What is the best and proper tech stack to build a good recommendation engine?
I want to use MongoDB, but I can see that it's not a great fit for graph data. So, what is a good DB/stack to build a well performant recommendation engine which can be used in social network kind of apps? Some people suggest Redis + Neo4j but I am not sure if that's the best solution. Some also suggest Cassandra but again I have never used that in any previous apps. What do you guys think?
At what scale are you building the recommendation engine, what kind of data are storing and do you need it to be real-time or offline recommendations?

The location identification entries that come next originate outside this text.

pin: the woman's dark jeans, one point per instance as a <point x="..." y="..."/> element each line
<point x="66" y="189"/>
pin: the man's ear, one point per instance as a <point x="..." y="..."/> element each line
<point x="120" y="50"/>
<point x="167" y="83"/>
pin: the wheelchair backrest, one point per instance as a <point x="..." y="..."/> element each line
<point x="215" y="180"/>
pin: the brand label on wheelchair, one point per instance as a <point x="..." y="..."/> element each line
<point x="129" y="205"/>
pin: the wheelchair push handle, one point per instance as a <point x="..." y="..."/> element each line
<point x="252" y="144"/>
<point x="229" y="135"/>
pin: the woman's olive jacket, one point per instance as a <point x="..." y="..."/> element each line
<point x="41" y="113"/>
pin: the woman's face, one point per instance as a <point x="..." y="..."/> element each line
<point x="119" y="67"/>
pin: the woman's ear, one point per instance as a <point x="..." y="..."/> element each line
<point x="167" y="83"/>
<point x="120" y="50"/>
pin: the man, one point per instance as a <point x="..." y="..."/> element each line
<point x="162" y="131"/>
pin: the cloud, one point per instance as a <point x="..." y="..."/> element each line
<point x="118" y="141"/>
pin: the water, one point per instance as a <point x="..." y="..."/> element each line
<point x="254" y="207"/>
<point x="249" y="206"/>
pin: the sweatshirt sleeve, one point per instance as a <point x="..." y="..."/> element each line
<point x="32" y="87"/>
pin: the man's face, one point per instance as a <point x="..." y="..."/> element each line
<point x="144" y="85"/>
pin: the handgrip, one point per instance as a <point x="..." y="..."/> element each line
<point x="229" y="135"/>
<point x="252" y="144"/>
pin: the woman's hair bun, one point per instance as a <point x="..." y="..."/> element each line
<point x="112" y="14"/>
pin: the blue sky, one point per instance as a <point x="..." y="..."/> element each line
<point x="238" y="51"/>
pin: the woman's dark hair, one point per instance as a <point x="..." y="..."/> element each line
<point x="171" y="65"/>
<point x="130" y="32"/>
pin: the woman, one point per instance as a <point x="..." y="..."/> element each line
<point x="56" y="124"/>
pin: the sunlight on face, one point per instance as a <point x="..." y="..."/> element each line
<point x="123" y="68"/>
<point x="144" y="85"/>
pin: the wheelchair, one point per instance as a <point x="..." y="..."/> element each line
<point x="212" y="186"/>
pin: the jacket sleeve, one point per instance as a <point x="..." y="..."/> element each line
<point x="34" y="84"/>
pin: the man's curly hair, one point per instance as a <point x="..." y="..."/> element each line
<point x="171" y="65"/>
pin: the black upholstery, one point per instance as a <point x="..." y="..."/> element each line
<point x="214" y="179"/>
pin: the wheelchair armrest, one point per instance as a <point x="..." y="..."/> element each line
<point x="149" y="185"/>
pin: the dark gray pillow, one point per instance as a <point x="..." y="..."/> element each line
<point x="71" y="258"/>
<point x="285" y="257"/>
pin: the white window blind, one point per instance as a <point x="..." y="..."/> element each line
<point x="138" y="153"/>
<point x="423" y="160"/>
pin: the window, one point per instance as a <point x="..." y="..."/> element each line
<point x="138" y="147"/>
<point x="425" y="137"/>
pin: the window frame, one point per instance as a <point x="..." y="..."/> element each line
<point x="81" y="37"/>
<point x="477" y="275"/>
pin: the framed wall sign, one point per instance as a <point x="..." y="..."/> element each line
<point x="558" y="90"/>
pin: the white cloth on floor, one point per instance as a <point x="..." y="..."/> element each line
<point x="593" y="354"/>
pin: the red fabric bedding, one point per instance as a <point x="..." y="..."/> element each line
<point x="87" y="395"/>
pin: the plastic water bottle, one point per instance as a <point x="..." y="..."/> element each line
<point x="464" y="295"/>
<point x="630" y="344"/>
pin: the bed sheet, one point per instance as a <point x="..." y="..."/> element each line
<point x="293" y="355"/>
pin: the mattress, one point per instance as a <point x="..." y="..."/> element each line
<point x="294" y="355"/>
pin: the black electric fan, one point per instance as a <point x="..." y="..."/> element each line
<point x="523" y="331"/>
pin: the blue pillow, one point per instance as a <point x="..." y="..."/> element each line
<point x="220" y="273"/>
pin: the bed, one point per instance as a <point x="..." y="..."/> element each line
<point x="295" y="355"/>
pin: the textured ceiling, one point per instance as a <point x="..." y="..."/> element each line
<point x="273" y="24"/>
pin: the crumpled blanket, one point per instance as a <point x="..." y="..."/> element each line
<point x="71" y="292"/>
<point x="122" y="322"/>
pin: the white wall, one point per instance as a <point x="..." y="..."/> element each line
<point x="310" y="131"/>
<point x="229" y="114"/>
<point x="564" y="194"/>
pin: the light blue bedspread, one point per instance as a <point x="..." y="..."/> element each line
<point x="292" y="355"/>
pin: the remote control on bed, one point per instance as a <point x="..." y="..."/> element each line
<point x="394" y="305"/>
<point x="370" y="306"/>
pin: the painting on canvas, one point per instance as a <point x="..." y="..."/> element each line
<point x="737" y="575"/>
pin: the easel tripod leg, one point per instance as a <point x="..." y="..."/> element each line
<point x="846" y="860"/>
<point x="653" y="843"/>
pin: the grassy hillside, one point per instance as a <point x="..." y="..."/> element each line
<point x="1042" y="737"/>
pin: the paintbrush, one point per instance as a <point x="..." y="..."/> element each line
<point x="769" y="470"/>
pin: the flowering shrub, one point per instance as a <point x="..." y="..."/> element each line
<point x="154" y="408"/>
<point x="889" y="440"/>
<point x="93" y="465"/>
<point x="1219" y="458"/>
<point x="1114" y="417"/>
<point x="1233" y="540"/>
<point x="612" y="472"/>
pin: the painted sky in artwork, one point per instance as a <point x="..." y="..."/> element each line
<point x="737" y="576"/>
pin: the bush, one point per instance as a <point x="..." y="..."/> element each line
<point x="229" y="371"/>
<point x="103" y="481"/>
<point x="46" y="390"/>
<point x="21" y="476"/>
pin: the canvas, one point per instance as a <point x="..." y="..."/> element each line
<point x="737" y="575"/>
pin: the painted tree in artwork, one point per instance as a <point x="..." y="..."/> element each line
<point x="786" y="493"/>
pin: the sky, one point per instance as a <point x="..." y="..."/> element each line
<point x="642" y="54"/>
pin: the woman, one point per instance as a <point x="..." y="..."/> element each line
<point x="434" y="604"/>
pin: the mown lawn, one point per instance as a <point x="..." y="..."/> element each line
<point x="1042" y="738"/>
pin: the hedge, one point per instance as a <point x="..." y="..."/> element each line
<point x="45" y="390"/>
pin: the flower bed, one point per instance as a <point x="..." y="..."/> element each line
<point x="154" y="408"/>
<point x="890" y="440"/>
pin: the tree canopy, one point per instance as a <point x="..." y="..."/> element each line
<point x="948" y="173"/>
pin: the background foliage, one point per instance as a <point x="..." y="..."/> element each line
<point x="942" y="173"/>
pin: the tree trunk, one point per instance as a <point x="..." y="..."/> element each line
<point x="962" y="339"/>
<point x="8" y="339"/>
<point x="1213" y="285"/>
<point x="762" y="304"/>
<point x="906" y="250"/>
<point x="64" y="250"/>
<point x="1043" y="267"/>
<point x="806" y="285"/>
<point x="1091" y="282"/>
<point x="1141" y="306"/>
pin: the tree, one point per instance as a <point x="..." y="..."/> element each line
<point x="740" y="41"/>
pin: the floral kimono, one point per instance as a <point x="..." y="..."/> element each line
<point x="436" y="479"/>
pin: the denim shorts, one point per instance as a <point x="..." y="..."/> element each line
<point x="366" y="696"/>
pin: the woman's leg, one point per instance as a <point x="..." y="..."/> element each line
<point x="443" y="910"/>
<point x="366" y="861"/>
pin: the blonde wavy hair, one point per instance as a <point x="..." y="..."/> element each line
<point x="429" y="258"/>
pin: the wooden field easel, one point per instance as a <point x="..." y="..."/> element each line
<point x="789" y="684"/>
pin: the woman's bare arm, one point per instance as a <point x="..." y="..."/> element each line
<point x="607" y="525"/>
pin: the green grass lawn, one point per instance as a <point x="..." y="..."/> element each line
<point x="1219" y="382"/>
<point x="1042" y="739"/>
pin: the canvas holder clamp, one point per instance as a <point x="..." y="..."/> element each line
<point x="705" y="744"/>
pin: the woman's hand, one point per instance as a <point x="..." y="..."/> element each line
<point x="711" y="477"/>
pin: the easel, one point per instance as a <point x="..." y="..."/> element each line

Neo4j is certain a good option for doing real-time recommendations or Cassandra if you plan on doing your own map-reduce algorithms, but you can build a recommendation engine using MySQL as well, or not using any database at all or use a Recommendation Engine As A Service type of service like Google and Amazon are offering.
It all depends on what your requirements are.
For social networks, Neo4j is a natural fit for storing graph data, Redis for caching and MongoDB for linear data like logs, feeds, messages, etc.
Use something like SOAP UI's REST feature to build load test and send the load tests to the cloud to see how much load you can handle, then you'll know if your architecture scales or not, more often than not you'll find problems at high loads which you didn't anticipate - like running out of connections, bottlenecks you didn't think about, running out of disk space due to logs, memory issues since you forgot to enable some random flag, etc
Thanks for commenting. I would like it to be semi-realtime. As this is for an internal social network, users should be able to view new feed items every time they refresh. Feed shouldn't necessarily be realtime. I am aiming to serve around 10k users once we start. So, I was wondering what should be a good solution here. What do you think about MongoDB + Redis implementation?